From Mark Twain’s “Roughing It”:
“The surveyors brought back more tarantulas with them, and so we had quite a menagerie arranged along the shelves of the room. Some of these spiders could straddle over a common saucer with their hairy, muscular legs, and when their feelings were hurt, or their dignity offended, they were the wickedest-looking desperadoes the animal world can furnish.
If their glass prison-houses were touched ever so lightly they were up and spoiling for a fight in a minute. Starchy?—proud? Indeed, they would take up a straw and pick their teeth like a member of Congress.
There was as usual a furious “zephyr” blowing the first night of the brigade’s return, and about midnight the roof of an adjoining stable blew off, and a corner of it came crashing through the side of our ranch.

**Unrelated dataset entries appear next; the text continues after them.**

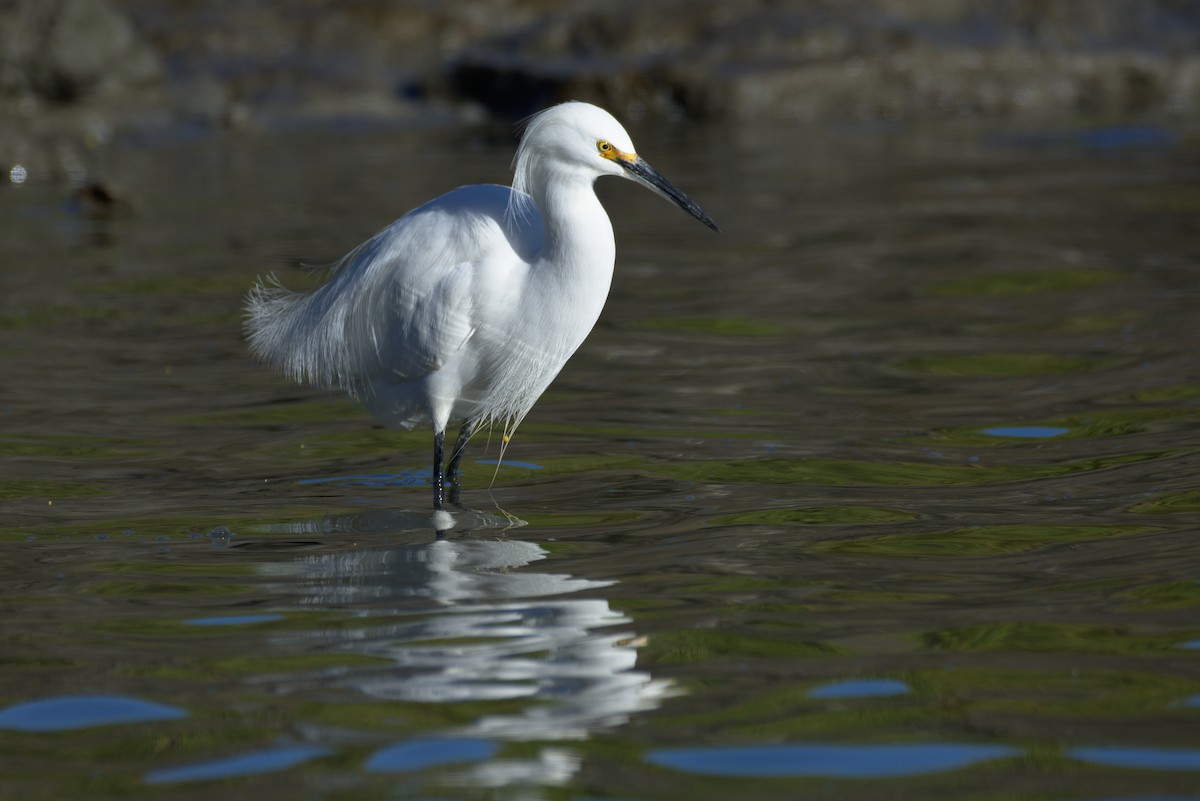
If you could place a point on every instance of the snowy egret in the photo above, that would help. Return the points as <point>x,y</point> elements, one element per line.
<point>467,307</point>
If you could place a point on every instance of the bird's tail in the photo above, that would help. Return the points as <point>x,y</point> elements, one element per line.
<point>297,332</point>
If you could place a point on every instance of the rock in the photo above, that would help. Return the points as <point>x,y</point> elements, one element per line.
<point>70,49</point>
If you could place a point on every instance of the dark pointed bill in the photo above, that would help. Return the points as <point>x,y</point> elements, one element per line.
<point>641,172</point>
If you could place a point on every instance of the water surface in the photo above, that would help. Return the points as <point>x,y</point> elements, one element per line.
<point>888,489</point>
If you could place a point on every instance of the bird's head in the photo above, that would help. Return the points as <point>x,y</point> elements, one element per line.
<point>582,139</point>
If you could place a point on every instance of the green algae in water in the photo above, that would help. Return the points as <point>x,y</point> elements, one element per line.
<point>904,474</point>
<point>1170,504</point>
<point>1041,637</point>
<point>701,645</point>
<point>983,541</point>
<point>820,516</point>
<point>48,489</point>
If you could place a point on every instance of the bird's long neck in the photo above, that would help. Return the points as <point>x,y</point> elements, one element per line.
<point>577,233</point>
<point>574,271</point>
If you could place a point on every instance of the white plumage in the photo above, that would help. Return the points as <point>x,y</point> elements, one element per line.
<point>467,307</point>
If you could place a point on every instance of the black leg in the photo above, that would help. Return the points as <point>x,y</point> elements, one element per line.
<point>460,447</point>
<point>439,439</point>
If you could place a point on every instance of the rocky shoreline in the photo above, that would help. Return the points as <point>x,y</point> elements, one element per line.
<point>73,73</point>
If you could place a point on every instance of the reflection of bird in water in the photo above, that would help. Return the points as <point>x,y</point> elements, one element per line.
<point>468,307</point>
<point>499,631</point>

There was a simultaneous awakening, and a tumultuous muster of the brigade in the dark, and a general tumbling and sprawling over each other in the narrow aisle between the bedrows. In the midst of the turmoil, Bob H—— sprung up out of a sound sleep, and knocked down a shelf with his head. Instantly he shouted:
‘Turn out, boys—the tarantulas is loose!’ “
I love that part. How would you like to hear that in the middle of the night? :-)
Twain’s “Roughing It” is one of my favorite books of all time. Hilarious and cogent “news and comment” on life in the old west.